L'avanzata dell'intelligenza artificiale potrà essere di aiuto alle decisioni giudiziali? Questa è la domanda che da qualche tempo affiora nelle menti di chi aspirerebbe a una giustizia priva di indebite ingerenze, che a volte sembrano scivolare verso il consolidamento del potere, piuttosto che verso l'elevazione del compito sotteso a tale potere.
In effetti la giustizia giusta, in particolare quella penale, non avrebbe bisogno di passione, di giustizialismo o di garantismo, e nemmeno di essere ispirata da ideologismi o da correntismi, o da spirito vendicativo, e neanche da appartenenze a gruppi di potere, oggi definiti stakeholder o influencer, tutti elementi, questi, capaci di influenzare i convincimenti umani. Tale giustizia, infatti, dovrebbe essere frutto di un albero genealogico radicato esclusivamente sulla inconfutabilità delle prove raccolte per il superamento di ogni ragionevole dubbio sulla loro fondatezza, la quale rischia di essere inficiata spesso dall'intrusione di agenti inquinanti del tipo anzidetto, capaci di trasformare la giustizia nel suo contrario.

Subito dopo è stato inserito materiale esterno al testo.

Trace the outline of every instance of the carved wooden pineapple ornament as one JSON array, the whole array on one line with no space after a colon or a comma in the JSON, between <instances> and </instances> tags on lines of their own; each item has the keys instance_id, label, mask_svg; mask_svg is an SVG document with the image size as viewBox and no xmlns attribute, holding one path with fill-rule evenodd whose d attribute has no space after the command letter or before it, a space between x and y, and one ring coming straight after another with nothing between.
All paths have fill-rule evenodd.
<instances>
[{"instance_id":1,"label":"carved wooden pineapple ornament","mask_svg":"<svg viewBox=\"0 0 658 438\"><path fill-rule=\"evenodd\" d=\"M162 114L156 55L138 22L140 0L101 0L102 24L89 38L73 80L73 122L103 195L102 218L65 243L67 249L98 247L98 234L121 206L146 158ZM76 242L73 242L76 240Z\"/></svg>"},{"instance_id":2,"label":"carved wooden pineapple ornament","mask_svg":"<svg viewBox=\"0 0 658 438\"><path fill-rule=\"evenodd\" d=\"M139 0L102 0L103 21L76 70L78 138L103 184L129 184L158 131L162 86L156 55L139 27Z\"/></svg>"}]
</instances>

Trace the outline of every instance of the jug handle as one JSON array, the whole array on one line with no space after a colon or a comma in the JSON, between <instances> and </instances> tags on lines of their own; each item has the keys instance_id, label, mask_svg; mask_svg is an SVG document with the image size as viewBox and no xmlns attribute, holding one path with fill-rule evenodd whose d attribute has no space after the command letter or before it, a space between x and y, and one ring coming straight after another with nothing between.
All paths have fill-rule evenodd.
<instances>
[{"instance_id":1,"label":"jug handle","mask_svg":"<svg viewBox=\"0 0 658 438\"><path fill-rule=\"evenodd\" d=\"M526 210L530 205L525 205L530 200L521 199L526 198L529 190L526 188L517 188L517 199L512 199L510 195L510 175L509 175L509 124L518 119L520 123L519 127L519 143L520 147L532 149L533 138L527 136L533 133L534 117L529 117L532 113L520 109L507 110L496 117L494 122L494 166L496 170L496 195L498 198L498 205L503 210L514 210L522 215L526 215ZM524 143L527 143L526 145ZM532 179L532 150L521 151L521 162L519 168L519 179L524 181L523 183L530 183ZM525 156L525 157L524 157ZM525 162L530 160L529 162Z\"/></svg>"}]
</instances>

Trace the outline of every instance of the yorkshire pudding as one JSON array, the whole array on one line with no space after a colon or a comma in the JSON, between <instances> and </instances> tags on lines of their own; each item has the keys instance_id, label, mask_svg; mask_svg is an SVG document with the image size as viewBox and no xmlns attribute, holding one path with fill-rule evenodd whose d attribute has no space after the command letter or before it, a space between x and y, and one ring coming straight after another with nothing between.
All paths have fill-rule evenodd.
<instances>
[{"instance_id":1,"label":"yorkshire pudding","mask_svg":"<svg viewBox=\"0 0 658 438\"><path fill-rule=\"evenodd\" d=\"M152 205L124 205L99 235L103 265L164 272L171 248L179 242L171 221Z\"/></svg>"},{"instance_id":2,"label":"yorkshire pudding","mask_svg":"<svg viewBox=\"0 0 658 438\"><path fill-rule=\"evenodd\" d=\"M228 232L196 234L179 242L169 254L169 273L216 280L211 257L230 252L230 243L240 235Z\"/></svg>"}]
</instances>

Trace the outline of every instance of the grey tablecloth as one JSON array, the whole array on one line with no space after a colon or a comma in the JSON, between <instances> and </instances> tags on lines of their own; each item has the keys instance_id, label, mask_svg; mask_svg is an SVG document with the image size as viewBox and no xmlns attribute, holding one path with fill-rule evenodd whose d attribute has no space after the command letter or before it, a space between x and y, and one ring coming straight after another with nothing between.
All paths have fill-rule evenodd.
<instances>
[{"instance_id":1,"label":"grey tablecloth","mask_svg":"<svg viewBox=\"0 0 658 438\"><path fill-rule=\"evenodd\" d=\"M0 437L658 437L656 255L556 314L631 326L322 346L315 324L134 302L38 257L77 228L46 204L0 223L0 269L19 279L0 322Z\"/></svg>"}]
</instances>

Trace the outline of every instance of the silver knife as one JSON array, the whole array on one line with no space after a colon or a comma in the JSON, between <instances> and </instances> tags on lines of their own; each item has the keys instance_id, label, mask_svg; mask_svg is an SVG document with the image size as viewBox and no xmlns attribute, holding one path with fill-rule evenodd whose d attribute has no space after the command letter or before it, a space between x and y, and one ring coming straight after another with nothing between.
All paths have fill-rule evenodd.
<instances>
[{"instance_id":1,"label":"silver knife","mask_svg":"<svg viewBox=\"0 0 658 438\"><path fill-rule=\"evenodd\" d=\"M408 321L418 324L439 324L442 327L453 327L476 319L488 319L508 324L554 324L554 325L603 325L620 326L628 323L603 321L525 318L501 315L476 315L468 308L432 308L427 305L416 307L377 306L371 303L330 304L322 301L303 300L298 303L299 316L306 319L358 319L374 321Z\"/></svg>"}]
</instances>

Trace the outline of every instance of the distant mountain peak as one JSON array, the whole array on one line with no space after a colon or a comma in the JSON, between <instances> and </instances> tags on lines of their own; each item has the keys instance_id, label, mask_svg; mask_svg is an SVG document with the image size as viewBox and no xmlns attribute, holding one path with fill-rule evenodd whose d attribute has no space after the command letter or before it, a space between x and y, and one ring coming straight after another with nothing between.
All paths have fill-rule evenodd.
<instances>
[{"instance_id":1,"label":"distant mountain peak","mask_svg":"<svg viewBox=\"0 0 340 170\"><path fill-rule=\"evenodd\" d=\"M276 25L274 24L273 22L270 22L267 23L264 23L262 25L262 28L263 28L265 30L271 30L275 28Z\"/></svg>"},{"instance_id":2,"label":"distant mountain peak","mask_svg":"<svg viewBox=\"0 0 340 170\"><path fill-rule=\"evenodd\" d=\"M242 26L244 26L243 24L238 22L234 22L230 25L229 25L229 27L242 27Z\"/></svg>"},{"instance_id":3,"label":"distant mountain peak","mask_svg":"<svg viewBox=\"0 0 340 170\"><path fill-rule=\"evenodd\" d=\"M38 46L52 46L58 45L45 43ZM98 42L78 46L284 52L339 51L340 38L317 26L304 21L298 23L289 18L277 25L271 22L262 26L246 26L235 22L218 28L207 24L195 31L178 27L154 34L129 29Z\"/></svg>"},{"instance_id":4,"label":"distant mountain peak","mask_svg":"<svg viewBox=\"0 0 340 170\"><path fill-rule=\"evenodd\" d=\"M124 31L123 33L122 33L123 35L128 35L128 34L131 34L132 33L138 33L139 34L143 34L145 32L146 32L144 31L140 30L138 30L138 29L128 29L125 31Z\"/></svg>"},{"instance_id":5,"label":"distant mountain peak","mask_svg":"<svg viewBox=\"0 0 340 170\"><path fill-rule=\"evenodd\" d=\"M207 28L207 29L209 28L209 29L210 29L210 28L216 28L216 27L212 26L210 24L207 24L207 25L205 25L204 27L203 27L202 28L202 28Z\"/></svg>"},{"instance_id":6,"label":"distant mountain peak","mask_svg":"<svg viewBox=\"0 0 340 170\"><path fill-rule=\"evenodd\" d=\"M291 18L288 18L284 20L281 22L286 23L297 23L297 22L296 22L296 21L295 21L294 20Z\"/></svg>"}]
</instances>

Situazione che si registra, per esempio, a causa della durata dei processi, prodotta pure dall'inadeguatezza dell'apparato organizzativo, la cui maggior parte si conclude con le assoluzioni. Questa innovazione tecnologica, pertanto, potrebbe essere di ausilio determinante per il giudice, potendogli consentire, con le opportune modifiche normative, di accertare, già "ab initio", la mancanza di una ragionevole previsione di condanna del presunto reo, prima, cioè, di esporlo al pubblico ludibrio, evitando, oltre i danni morali alla sua reputazione, anche quelli delle spese di giustizia, le quali, secondo i dati riferiti all'anno 2023, hanno gravato sul bilancio statale per oltre un miliardo di euro.